Journalist Catherine Putz commented on the phrase in a July 2016 article for the international news magazine The Diplomat, and compared it to use of whataboutism by businessman and politician Donald Trump: "Criticisms of human rights in the Soviet Union were often met with what became a common catchphrase: 'And you are lynching Negroes'." Writing for ChinaFile after Trump won the 2016 United States presidential election, James Palmer feared an increase in racism "would give a brutal new credibility to the old Soviet whataboutism whenever they were challenged on the gulag: 'But in America, you lynch Negroes'." Writing in July 2016 for the liberal Israeli newspaper Haaretz, Israeli journalist Chemi Shalev made a similar comparison: "Trump told [T]he New York Times this week that America is in such a mess in terms of civil liberties that it cannot lecture foreign countries anymore, which is an echo of old Soviet propaganda that responded to American reprimands with the retort 'And you are lynching Negroes'." Shalev followed up on this analysis in a September 2016 article, writing: "Trump conducts pro-Russian propaganda along the same lines as the old retort 'And You Hang Blacks' with which the Soviets tried to deflect U.S. criticism of their human rights abuses. He isn't troubled by Putin's political opponents being murdered, because 'people get killed here too'."
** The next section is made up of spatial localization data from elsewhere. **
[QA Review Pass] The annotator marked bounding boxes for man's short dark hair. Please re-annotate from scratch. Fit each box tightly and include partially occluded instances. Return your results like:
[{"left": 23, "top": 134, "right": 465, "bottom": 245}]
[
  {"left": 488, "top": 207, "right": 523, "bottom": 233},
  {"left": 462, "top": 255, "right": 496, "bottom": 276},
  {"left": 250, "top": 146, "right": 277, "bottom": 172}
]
Following the 2024 Russian presidential election, Vladimir Putin gave a speech after the close of voting on March 17. He acknowledged the February 2024 death of opposition leader Alexei Navalny, who had been held in a Russian penal colony, but did not comment as to the cause of death or who was ultimately responsible. "As for Mr. Navalnyyes, he passed away. It is always a sad event. And there were other cases when people in prisons passed away. Didn't this happen in the United States? It did, and not once."

Usage by other countries

In addition to Soviet Union and its satellites, and later, Russia, similar deflecting arguments related to racism in the United States have been used by a number of politicians, diplomats and state-controlled media from countries whose human rights abuses have been criticized by the United States government, NGOs or citizens. Countries which have been said to use the "Are you lynching Negroes" rhetoric in the early 21st century include China, Iran, Ba'athist Syria, and North Korea.

Analysis

The 1993 book Exit from Communism, edited by Stephen Richards Graubard, argued that this saying encapsulated an overall divorce from reality: "Perhaps there are and perhaps there are not prison camps in Siberia, perhaps in the United States they do or perhaps they do not lynch blacks ... Ultimately it does not matter whether we are for real or just pretending: it is all just part of the story."

In her 2016 work Security Threats and Public Perception, Elizaveta Gaufman characterized the phrase as a form of reversing someone's line of reasoning against them. Gaufman wrote that by using this phrase in an argument, one was tacitly refusing to answer queries posed to them and instead responding with condemnations.

Agency of African Americans

It has been argued that African Americans have had a more nuanced position in this issue between the two states, highlighting their agency despite being used for propaganda gains of others. While repeatedly confronting the exploitation of African Americans by and for the gains of Soviet propaganda, African Americans have nevertheless been expanding on such use for the sake of the raised issue of racism and its institutionalization; this effect of the instrumentalisation is being often lost when discussing the issue, and has been criticized. African-American novelist Zora Neale Hurston was a staunch anti-communist, and she wrote a 1951 essay titled "Why The Negro Won't Buy Communism" which criticized communist propaganda targeting African Americans.